The number of Beijing students who signed up for the required TOEFL English-language exam dropped by 65 per cent last year, according to China Radio International, and the nation's leading test-prep centre, New Oriental, has been embroiled in a lawsuit with American testmakers ETS and GMAC, who sued when the centre published copies of their tests in 2001.

"It's quite hard for students to get a visa to go to the States," says a 24-year old Chinese with a business administration degree from a Shanghai university, who did not apply abroad. He questions the payoff, noting that a foreign MBA isn't as unusual or distinguishing as it used to be.

"The word of mouth is out in certain countries about the difficulty of getting a visa.

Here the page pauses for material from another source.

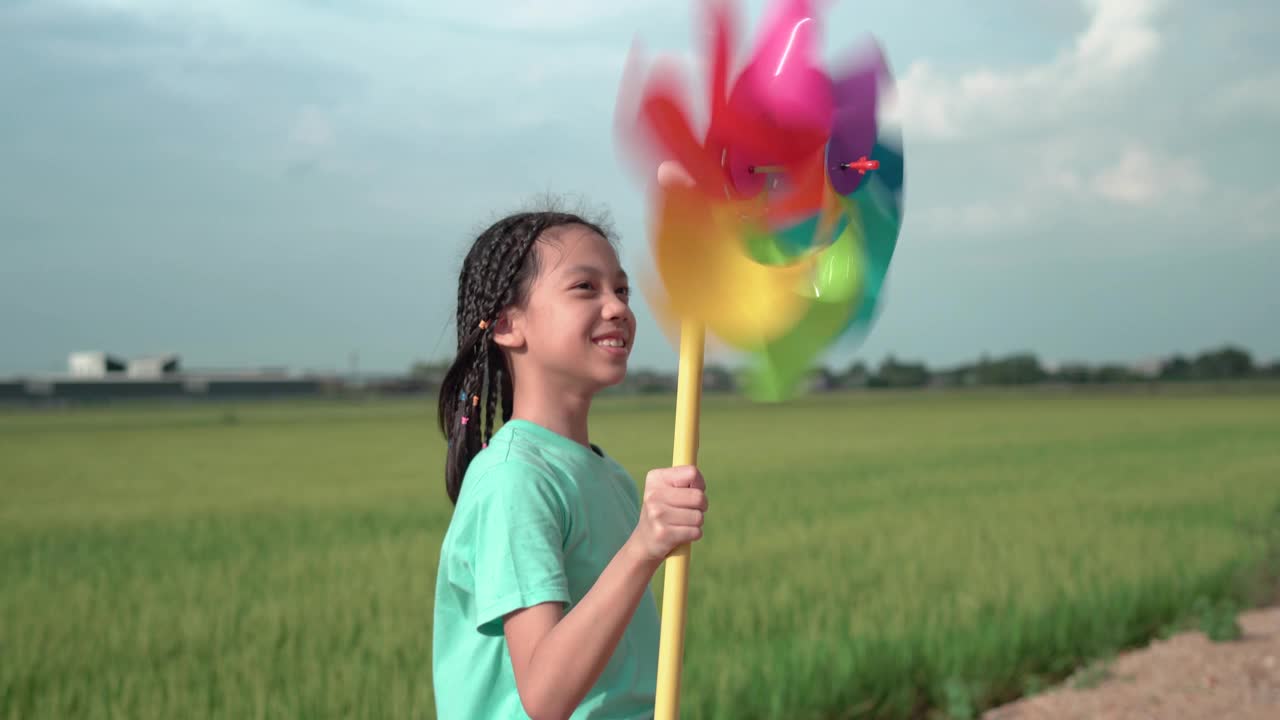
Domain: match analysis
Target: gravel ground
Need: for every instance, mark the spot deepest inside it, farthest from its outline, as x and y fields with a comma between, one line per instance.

And the perception is having as much of an impact as the delays," IIE vice-president for educational services Peggy Blumenthal told the New York-based weekly, India Abroad.

"It is not just the policies themselves, but the understanding and perception of the policies that have really affected the numbers."

Reasons of decline

International student enrollment has increased every year in the US since 1948, when statistics were first kept. Student origins have fluctuated widely, influenced by political, economic, and diplomatic circumstances as well as by policy.

Petrodollar scholarships, for example, put Iran, Venezuela and Nigeria among the top four countries of origin in 1982. The Asian economic crisis saw enrollment sag in 1994 and 1995, but come roaring back with the late 1990s boom.

This time, sagging application rates are likely defined by a combination of factors: real restrictions; perceived restrictions and hassles; rising anti-Americanism, among those who oppose its policies or simply don't feel welcome; fear of terror; and, notably, competition for students.

British, Australian and Canadian universities have stepped up recruiting - in one case in India, a "Study in the UK" billboard was erected directly across the street from the US consulate.

Lingering cost

International enrollment accordingly surged 16.5 per cent in Australia in 2002, and saw a 25 per cent increase among Chinese students the following year, according to figures provided The Chronicle of Higher Education and the New York Times. The UK saw a 36 per cent increase in Chinese students - 12 times the increase seen that year in the US

Should these trends continue, the US has a lot to lose. Nearly half of all NIH scientific and medical workers are from overseas and 40 per cent of physical sciences PhDs are awarded to foreign nationals. US universities rely on foreign graduate students for research and as a source of low-wage teaching labour. And, international students themselves spend money, contributing nearly US$12 billion to the US economy in 2003. According to the US Department of Commerce, higher education is the country's fifth largest service sector export.

The horror stories of visa-related hassles are real. Especially during the summer of 2002, as new policies were crafted and introduced, student applicants experienced significant delays and received little guidance.

"People aren't going to take that for very long, and when the word gets out to others, they will start going elsewhere," Secretary of State Colin Powell warned Congress this spring. "This hurts us. It is not serving our interests. And we really do have to work on it."

Perfected reforms have yet to stop the migration but, for now, stores of goodwill persist, reminiscent of a more innocent time. A 16-year-old schoolgirl, Mengfei Pan, reports that two of her classmates have the chance to study for a year in Germany and Norway. "But," she writes, "America would be better from what they said. Because America is a developed country and has many famous universities. I believe life there is better than here. It doesn't mean that I don't love my country. I just hope I can get a chance to go there to further my study and get a Bachelor's. Perhaps it will be good for my career."